Good to hear the driver is better contact, now you can focus on the iron heel shot as the worst miss confidently.
The low point bowling alley is drill to help you calibrate the club movement. For some golfers, calibration drills work to fix problems without getting too technical, but some people need more direct ways to influence the movement. If you are bending your arm to hit the inside line, then you caught yourself cheating and need to focus on the inside line with weight shift or posture.
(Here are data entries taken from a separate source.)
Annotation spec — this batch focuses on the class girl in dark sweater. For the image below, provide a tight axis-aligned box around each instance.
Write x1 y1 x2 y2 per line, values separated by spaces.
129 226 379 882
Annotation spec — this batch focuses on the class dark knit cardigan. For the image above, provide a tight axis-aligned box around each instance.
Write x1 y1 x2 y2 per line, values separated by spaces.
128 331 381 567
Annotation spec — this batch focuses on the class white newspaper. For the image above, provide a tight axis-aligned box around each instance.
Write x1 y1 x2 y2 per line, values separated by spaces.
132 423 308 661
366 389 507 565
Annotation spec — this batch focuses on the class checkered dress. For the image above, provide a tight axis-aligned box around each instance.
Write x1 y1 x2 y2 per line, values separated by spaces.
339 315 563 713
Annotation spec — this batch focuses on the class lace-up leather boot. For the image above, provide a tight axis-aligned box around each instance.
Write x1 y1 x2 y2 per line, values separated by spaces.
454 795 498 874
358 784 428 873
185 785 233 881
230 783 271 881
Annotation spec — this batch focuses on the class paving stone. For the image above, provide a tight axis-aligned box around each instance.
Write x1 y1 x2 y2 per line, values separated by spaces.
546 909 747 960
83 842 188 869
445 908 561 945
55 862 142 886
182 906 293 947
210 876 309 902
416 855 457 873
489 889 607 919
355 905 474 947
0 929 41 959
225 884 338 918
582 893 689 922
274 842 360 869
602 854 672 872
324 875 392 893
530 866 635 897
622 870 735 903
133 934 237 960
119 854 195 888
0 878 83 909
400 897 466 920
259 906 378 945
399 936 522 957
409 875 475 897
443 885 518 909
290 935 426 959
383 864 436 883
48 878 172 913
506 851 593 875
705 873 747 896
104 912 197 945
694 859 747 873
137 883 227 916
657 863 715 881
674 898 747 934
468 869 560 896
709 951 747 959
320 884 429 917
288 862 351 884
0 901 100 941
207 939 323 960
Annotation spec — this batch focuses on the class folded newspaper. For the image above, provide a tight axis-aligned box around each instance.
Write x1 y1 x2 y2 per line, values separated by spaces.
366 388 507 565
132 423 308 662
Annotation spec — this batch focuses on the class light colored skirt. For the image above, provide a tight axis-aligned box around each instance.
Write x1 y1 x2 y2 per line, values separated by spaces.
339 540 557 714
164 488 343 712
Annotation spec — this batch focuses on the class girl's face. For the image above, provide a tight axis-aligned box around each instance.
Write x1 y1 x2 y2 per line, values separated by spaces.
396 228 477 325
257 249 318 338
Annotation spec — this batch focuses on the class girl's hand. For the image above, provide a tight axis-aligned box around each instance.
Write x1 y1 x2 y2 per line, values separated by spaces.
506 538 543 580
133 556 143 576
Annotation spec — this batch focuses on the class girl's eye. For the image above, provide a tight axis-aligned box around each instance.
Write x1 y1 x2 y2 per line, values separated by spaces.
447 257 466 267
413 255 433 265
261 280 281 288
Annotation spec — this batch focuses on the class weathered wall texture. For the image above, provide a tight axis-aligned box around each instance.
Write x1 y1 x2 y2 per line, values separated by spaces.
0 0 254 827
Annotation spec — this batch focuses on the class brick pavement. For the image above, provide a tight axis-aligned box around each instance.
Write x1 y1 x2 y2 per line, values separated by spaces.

Looking at your swing for heel contact, it looks like you set up toward your heels too much, so your armpit is more over the back half of your foot instead of over the balls of your feet. This oftentimes causes the body to move forward as it seeks the balance of the foot. Moving forward toward the toes is a big culprit for heel contact.
Try this drill and then use this idea of weight shift (instead of arm bend) to do the bowling alley drill.
https://www.golfsmartacademy.com/golf-instruction/heel-toe-awareness-alignment-stick/
The reason I'm not sold on the over the top causing the heel hits is because the two shaft parallel checkpoints (good for approximating path) don't show a big over the top move. Usually an over the top heel shot would have the club outside the target line before contact, and your club doesn't get there.
Glad you're enjoying the process. Being your own coach doesn't mean you're alone in this. Just that you have the final say and have to own the solutions!